The liberals do this for a reason; if only a small number of poor people were covered, then the program would be easy for the middle class to cut. But cover the middle class, and as you say suddenly the programs aren't so bad.

This seems fine at first, but over time the programs grow and grow and grow and grow... to where we've got a $1.3 billion deficit.

We can't go on like this. I'm not going to throw up my hands and say "same old story," that's way too cynical for me.

So I'm working my own corner of the world for change, and we'll see what happens nationally.
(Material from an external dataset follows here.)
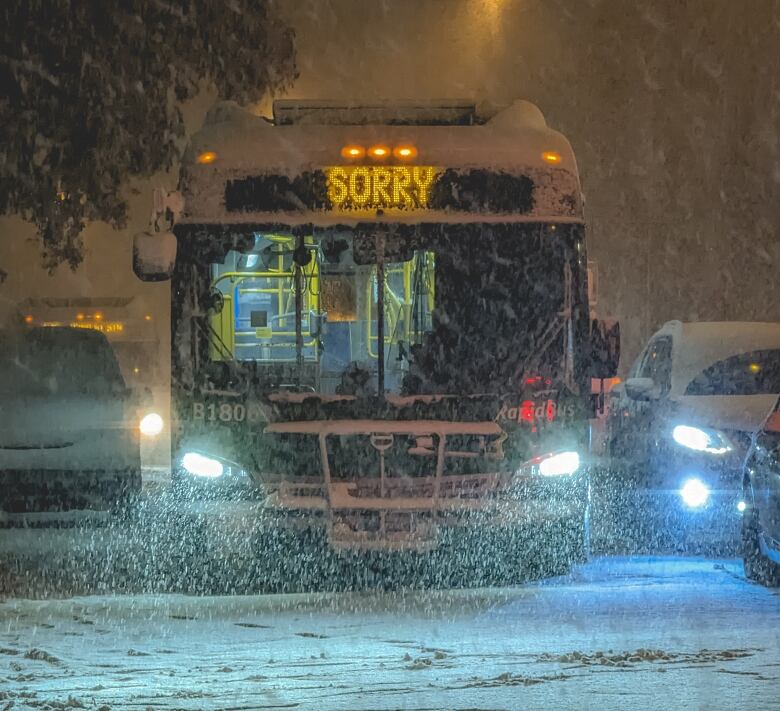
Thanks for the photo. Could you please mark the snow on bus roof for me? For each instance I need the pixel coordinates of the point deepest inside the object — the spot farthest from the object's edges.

Posted by: Tom the Redhunter at October 15, 2010 10:12 PM

The problem is that my cynicism is derived from reality. Sarah Palin is busy (right now) promoting Sharron Angle and her bizarre fantasy world of talking points: cutting federal governments entitlement programs, etc. etc. The reality is that right now, Sharron Angle receives health insurance through her husband's (Ted Angle) FEDERAL RETIREMENT PENSION, including government provided health care for federal pensioners. The utter hypocrisy is that this Tea Party candidate is already sponging off federal taxpayers, and she hasn't even gotten to Washington. You are going to tell me with a straight face that she is going to cut her husband's pension, and rich federal pension benefits? OK, maybe if they can both shift to her even richer Congressional benefit package... And you honestly are going to tell me these are the people who are going to 'change' the entitlement system? We can revisit this in two years once this crew gets elected and we see how they actually cut the budget.